Ficken calculated roughly $10 million combined total damages for the companies using that formula, but Redington disputed those figures, saying that they are far above anything the companies have made in profit.

Ficken calculates that Waste Management lost $7,872,329, that American Eagle lost $1,486,631 and that Meridian lost $771,237.

The trash haulers lost customers and routes, Ficken said, but he took those damages and subtracted any gains they received from not servicing the newly created trash districts. For example, when American Eagle lost its county routes, it sold four trash trucks and made a profit of $3,953 on those sales.

Ficken said he had not conducted an audit of the trash haulers, and his estimates of loss of business profit are based on monthly profit-loss statements that were provided by the trash haulers themselves, numbers Redington said are “based entirely on inadmissible hearsay evidence which the court cannot reasonably rely on.”

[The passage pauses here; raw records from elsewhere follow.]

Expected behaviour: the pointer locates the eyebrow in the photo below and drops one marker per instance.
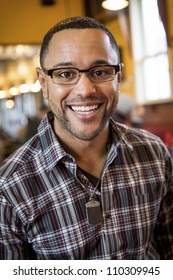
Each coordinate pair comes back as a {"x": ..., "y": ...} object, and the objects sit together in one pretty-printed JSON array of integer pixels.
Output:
[{"x": 64, "y": 64}]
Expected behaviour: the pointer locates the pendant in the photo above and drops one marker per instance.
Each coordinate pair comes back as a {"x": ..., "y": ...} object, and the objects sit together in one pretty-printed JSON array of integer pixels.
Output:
[{"x": 93, "y": 212}]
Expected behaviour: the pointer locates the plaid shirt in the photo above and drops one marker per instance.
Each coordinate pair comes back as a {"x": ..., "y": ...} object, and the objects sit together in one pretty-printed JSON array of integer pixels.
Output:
[{"x": 43, "y": 198}]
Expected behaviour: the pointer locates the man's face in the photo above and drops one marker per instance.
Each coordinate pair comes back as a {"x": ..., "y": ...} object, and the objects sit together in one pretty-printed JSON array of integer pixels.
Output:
[{"x": 83, "y": 109}]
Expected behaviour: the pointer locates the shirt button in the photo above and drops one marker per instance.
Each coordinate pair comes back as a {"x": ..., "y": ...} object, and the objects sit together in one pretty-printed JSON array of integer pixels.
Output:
[{"x": 108, "y": 216}]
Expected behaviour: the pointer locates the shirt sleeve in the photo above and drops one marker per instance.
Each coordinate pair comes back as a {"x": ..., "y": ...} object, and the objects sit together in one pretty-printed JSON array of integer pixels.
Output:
[
  {"x": 13, "y": 243},
  {"x": 163, "y": 232}
]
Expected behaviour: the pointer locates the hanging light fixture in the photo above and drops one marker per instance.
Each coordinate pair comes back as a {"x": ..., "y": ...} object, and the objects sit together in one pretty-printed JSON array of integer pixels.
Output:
[{"x": 115, "y": 5}]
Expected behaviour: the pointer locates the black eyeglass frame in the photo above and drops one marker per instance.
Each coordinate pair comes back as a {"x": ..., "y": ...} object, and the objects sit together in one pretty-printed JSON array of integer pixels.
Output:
[{"x": 49, "y": 72}]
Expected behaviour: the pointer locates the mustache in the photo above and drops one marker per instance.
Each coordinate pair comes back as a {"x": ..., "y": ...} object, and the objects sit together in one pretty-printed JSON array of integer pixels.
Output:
[{"x": 86, "y": 99}]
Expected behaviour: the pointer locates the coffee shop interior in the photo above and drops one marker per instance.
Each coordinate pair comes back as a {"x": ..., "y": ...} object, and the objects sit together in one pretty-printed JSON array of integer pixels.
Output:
[{"x": 144, "y": 32}]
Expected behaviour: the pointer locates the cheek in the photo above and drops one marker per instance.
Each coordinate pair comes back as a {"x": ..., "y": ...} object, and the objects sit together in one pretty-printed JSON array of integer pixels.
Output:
[{"x": 56, "y": 94}]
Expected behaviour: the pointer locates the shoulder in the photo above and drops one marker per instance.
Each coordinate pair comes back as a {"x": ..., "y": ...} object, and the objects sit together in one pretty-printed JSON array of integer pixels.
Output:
[
  {"x": 21, "y": 160},
  {"x": 139, "y": 138}
]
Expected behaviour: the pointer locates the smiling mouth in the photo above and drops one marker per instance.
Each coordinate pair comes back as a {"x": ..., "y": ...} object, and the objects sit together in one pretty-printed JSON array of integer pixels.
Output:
[{"x": 85, "y": 109}]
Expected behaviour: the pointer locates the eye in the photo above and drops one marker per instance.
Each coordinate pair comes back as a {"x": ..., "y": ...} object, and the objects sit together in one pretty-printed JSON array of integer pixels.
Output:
[
  {"x": 99, "y": 72},
  {"x": 65, "y": 74}
]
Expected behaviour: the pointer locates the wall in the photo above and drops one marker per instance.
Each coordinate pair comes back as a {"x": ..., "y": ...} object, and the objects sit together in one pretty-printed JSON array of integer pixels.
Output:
[{"x": 26, "y": 21}]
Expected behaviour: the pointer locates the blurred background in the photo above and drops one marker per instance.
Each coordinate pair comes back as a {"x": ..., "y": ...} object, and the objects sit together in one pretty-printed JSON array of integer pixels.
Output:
[{"x": 144, "y": 32}]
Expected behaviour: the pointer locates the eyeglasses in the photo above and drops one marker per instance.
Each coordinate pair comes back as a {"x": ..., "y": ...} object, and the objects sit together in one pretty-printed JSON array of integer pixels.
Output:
[{"x": 70, "y": 76}]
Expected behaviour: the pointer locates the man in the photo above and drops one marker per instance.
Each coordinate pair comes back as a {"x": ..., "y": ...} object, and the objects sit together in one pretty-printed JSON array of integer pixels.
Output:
[{"x": 85, "y": 187}]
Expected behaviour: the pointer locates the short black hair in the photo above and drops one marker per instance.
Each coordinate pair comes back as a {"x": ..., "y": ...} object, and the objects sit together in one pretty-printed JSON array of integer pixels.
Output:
[{"x": 79, "y": 22}]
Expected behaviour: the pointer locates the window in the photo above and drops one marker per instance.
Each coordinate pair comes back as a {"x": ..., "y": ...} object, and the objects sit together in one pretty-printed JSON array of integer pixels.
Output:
[{"x": 152, "y": 74}]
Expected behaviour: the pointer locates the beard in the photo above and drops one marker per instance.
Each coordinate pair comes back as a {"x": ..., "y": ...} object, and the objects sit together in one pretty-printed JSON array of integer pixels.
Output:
[{"x": 64, "y": 123}]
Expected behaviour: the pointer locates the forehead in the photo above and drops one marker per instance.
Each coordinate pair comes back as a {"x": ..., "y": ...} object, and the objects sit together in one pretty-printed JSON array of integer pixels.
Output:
[{"x": 75, "y": 44}]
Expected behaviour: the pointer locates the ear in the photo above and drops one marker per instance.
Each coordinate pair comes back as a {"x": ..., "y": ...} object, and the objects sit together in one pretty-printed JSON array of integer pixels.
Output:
[
  {"x": 42, "y": 81},
  {"x": 120, "y": 73}
]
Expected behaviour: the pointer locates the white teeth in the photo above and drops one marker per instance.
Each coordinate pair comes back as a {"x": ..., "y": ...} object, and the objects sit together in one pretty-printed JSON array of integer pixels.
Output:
[{"x": 84, "y": 108}]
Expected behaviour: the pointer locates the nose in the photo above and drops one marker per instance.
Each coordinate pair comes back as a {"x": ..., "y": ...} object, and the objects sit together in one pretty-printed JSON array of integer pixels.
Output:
[{"x": 84, "y": 86}]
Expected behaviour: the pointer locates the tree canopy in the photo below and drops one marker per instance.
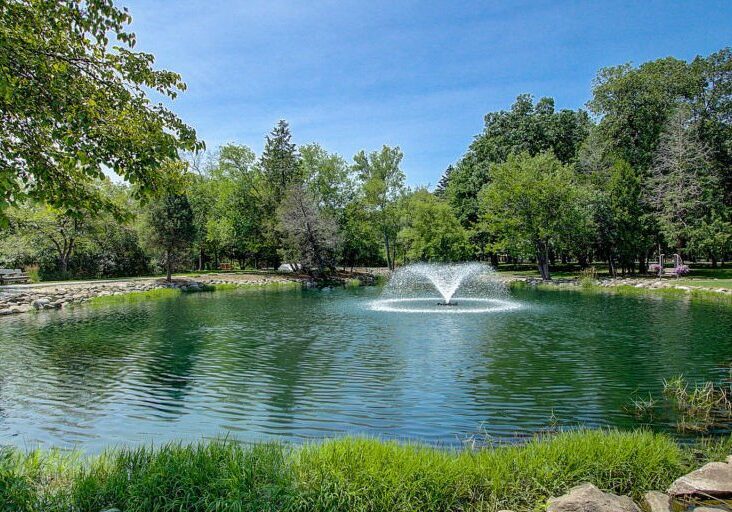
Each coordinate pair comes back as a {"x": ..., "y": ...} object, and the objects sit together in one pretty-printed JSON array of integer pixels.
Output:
[{"x": 74, "y": 104}]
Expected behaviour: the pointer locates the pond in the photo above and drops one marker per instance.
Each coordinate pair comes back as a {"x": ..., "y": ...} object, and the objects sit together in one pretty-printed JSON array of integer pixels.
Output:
[{"x": 298, "y": 365}]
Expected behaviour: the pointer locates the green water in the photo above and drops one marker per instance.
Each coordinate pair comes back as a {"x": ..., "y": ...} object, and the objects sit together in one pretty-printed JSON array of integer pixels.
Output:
[{"x": 310, "y": 364}]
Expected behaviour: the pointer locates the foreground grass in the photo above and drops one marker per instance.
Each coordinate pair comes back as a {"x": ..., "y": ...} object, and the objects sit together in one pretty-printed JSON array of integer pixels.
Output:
[{"x": 344, "y": 475}]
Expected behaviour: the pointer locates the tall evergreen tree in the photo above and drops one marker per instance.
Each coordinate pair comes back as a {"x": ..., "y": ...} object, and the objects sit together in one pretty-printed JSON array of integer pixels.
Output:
[
  {"x": 280, "y": 160},
  {"x": 172, "y": 229}
]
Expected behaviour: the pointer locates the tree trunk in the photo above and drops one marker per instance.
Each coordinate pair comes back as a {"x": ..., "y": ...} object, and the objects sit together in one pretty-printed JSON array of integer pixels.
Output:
[
  {"x": 388, "y": 252},
  {"x": 542, "y": 261},
  {"x": 611, "y": 264},
  {"x": 168, "y": 266}
]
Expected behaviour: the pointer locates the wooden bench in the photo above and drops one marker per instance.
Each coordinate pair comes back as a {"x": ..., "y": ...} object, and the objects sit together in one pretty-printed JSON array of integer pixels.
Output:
[{"x": 13, "y": 276}]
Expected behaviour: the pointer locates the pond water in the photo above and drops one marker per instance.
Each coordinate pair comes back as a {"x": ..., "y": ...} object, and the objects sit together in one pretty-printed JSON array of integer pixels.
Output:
[{"x": 300, "y": 365}]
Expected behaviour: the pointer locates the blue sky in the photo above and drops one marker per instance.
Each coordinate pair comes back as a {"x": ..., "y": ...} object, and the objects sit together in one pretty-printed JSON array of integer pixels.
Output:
[{"x": 420, "y": 75}]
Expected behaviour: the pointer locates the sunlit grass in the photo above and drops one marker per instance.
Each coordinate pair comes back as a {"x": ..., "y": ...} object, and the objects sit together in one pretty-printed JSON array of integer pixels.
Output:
[
  {"x": 627, "y": 290},
  {"x": 134, "y": 297},
  {"x": 354, "y": 475}
]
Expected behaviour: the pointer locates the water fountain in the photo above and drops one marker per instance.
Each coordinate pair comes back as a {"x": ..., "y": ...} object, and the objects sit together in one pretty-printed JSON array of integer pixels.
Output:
[{"x": 412, "y": 288}]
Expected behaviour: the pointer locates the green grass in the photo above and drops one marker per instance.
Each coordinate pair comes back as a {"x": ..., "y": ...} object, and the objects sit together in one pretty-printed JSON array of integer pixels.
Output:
[
  {"x": 354, "y": 475},
  {"x": 627, "y": 290},
  {"x": 699, "y": 276},
  {"x": 133, "y": 297},
  {"x": 168, "y": 293}
]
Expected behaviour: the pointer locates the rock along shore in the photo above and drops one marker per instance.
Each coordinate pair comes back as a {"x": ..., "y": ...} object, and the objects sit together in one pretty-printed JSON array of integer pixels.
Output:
[
  {"x": 707, "y": 489},
  {"x": 28, "y": 298}
]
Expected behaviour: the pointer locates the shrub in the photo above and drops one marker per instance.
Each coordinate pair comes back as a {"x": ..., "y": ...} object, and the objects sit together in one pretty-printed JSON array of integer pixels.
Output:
[{"x": 681, "y": 270}]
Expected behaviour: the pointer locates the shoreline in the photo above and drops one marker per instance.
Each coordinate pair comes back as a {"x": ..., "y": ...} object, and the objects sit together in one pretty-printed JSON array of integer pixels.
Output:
[
  {"x": 28, "y": 298},
  {"x": 369, "y": 474},
  {"x": 624, "y": 286},
  {"x": 19, "y": 299},
  {"x": 37, "y": 297}
]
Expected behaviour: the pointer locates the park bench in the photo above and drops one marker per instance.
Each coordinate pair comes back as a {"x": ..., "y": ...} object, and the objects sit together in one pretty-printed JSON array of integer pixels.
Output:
[{"x": 13, "y": 276}]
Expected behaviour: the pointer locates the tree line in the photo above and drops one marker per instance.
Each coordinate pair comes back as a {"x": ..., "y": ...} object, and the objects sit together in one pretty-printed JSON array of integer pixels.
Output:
[{"x": 645, "y": 170}]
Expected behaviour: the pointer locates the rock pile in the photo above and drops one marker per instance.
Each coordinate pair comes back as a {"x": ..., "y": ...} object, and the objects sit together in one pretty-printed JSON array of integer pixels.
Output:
[
  {"x": 707, "y": 489},
  {"x": 19, "y": 299}
]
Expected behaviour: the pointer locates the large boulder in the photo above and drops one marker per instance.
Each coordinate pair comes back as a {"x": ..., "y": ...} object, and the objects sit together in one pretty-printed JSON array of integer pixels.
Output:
[
  {"x": 713, "y": 479},
  {"x": 588, "y": 498}
]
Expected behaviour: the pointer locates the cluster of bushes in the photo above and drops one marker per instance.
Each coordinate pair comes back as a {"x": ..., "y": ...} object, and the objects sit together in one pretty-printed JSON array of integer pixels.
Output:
[{"x": 344, "y": 475}]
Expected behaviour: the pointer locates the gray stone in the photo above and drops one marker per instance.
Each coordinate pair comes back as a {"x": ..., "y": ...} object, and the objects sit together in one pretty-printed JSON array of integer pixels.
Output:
[
  {"x": 588, "y": 498},
  {"x": 657, "y": 501},
  {"x": 40, "y": 303},
  {"x": 713, "y": 479}
]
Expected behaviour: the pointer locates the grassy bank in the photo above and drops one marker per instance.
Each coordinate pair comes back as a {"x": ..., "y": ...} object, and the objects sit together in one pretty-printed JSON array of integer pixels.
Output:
[
  {"x": 167, "y": 293},
  {"x": 626, "y": 290},
  {"x": 344, "y": 475}
]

In cross-examination by Redington, Ficken said that he was calculating “loss of business profit,” not simply lost profits, for the haulers.

Loss of business profit does not include fixed costs that would normally be taken into account when calculating profits, Ficken said. Fixed costs include trash trucks, phone lines, insurance, political contributions and rent for office buildings. On the witness stand, Ficken agreed that those costs are usually part of normal operating expenses.

In court, Redington cited the difference in stated lost income Ficken provided for each of the three trash haulers compared to the three companies’ tax returns, which show lower profits than Ficken’s calculations.

“Before American Eagle lost a single customer to the county’s trash program, their total net income was $36,000” on $3 million in revenue, a profit margin of 1.1 percent, she noted.

In 2007, when it still had all its customers, American Eagle showed $97,859 in profits on its profit-loss statement on total revenue of nearly $4 million, a 2.51-percent profit margin.

From the years Ficken took into account, 2006 to 2010, American Eagle never made anything close to $800,000, Redington noted. The highest profit shown in those years was in 2007.

“If the county had taken away every single customer that American Eagle had, the company would have lost about $94,000,” she said. “Your opinion is that American Eagle is damaged more by losing some of their customers than they would have been by losing all of them? Those numbers show that they would have lost $94,000 if they would have lost all of their business.”

“We’re not comparing apples to apples,” Ficken replied. “What you’re asking and what I measured are two different things.”

In his calculations, Ficken calculated lost profits to American Eagle of $5.1 million, including $4.3 million in lost customer fees and a 20-percent growth in customers and rate increases each year, or $900,000, that the company was not able to receive when it could not operate in those unincorporated areas.

That equates to 30-percent profit margins, Redington noted, which American Eagle has never reported in either its profit-loss or income-tax statements.

Redington questioned why the numbers on the profit-loss statements and the income-tax statements did not match.

“I don’t think you have to be an expert in tax to understand you have to report all your income,” she said.

In the case of Meridian, Redington said that profit calculations should be made from $11.8 million in lost revenue, then multiplied by 7 percent because of the company’s typical 7-percent profit margin, for total damages of roughly $832,000.

She also blamed the companies for not winding down their services in the new trash districts as they got closer to the date the county’s chosen hauler would begin servicing the districts. At the end of the two-year period in which the companies should have received notice, the companies were as heavily invested in those districts as they were at the beginning, she noted, blaming them for not finding alternate sources of revenue in the intervening time.

Wallace asked both sides to write her letters on the loss-of-profits issue, to be submitted by Tuesday — after the Call went to press.